4. Argument re: Loss of Certification: "It is quite common for regional centers to lose certification, and quite unusual for direct investments to lose certification." 

As of today, there is only one regional center that has lost its certification. (Which is not to say, more will not in the future if managed badly.) Direct investments are not certified in any form by the USCIS. You either create the jobs or you don't. Mismanagement of the business will result in the investor not obtaining the permanent greencard.

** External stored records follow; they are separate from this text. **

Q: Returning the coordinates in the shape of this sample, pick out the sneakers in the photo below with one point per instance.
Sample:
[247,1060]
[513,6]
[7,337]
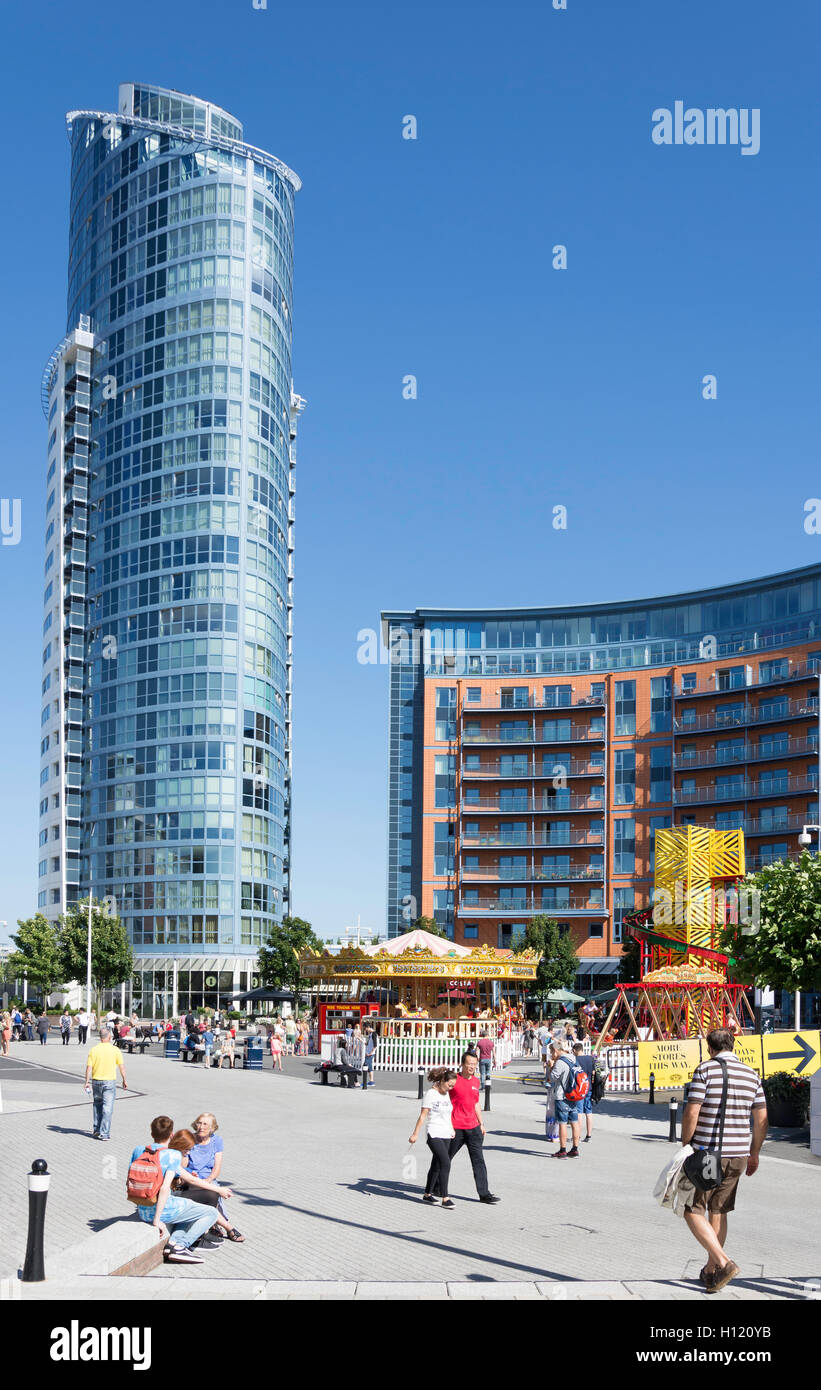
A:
[179,1255]
[723,1276]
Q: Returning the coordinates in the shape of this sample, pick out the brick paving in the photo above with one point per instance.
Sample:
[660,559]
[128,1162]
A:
[327,1193]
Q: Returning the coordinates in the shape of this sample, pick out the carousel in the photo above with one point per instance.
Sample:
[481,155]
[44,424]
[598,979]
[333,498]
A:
[424,990]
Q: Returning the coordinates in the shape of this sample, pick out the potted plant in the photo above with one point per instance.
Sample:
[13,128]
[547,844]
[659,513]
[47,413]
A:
[788,1098]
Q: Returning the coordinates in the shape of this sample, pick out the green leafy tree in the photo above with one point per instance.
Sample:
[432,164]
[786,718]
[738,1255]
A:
[559,963]
[278,962]
[782,950]
[111,952]
[38,954]
[431,926]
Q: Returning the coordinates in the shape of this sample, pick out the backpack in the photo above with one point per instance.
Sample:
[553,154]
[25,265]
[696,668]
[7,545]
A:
[145,1178]
[578,1083]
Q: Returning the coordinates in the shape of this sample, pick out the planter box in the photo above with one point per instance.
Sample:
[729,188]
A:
[784,1114]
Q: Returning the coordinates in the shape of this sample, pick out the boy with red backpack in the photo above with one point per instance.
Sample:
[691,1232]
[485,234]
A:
[568,1084]
[150,1172]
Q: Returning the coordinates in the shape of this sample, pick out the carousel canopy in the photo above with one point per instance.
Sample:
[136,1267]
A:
[418,941]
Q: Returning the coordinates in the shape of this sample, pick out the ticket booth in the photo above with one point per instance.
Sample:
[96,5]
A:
[335,1018]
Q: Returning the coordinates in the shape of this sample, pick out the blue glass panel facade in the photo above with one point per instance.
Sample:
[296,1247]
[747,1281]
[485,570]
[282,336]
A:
[181,264]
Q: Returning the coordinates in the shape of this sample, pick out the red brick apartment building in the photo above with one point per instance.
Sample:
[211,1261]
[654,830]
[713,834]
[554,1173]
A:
[534,754]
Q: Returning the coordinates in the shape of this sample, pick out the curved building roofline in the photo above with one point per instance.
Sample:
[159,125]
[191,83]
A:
[192,136]
[809,571]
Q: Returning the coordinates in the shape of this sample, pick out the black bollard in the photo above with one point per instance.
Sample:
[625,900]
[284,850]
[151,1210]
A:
[673,1119]
[34,1269]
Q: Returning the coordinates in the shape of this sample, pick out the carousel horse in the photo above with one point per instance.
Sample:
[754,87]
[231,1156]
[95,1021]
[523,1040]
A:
[411,1014]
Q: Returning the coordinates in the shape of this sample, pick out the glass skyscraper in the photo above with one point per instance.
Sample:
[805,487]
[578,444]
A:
[166,716]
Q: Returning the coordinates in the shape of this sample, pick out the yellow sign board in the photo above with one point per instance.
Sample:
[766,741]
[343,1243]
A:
[673,1062]
[795,1052]
[748,1048]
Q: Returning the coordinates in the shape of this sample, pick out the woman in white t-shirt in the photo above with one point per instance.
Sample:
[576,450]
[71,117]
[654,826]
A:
[438,1112]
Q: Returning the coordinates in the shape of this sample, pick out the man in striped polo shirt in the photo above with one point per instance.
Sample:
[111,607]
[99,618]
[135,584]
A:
[739,1150]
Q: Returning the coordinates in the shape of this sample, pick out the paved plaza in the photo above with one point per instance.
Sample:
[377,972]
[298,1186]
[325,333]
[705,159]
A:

5. Argument re: Fraud: "Many cases have surfaced where regional centers were found to have defrauded investors. As a matter of fact, the NYTimes.com article below clearly says EB-5 programs are rife with fraud and corruption. http://www.nytimes.com/2012/04/16/opinion/reform-the-eb-5-program.html"

There is no doubt that the EB-5 program needs better supervision. At the very least, it needs some sort of an EDGAR-like system where potential foreign investors can gain access to relevant data points. And I am sure there are misstatements galore and even instances of fraud involved. But to say that because there is fraud in regional center projects, all people working in regional center projects must be frauds (which is the gist of the accusations hurled around on LinkedIn) is like saying there are securities fraud on the stock market so anyone involved in public companies are guilty of fraud.

(I must admit that I'm a bit disappointed in my beloved New York Times publishing such a lazy opinion piece. The opinion piece that makes claims that the EB-5 program is "rife with fraud and corruption" without any supporting evidence (although I am the first to admit that there is no place to obtain such evidence; but the writer could at least have made the effort to have one egregious case study of an individual investor or bad-behaving regional center!) with a poorly crafted conclusion to just "fix it".)

For the interest of full disclosure, I would like to state that I have a regional center application pending (in the USCIS's RFE blackhole) while I earn a living filing petitions for immigrant investors  that want to obtain a greencard through Regional Center EB-5 investments. I also work with businesses that are interested in establishing regional centers or working with existing regional centers. That said, I also assist investors with their Direct EB-5 petitions who want to run their own business (or invest in a Direct EB-5 by taking an equity stake in somebody else's business). In fact, I am going to a construction site next week to take pictures of a restaurant that is being built that my client is investing in. (I could have asked for the pictures to be send via email, but I wanted to see it for myself and also talk to the owners who are receiving the investment.) I'm also going to Korea at the end of this month on behalf of a client who is receiving Direct EB-5 investments so that I can meet his investors and explain the EB-5 process.

So which is better? I will have to give the quintessential lawyer's answer, which is: IT DEPENDS. Then what does it depend on? That will be the topic of my next few posts.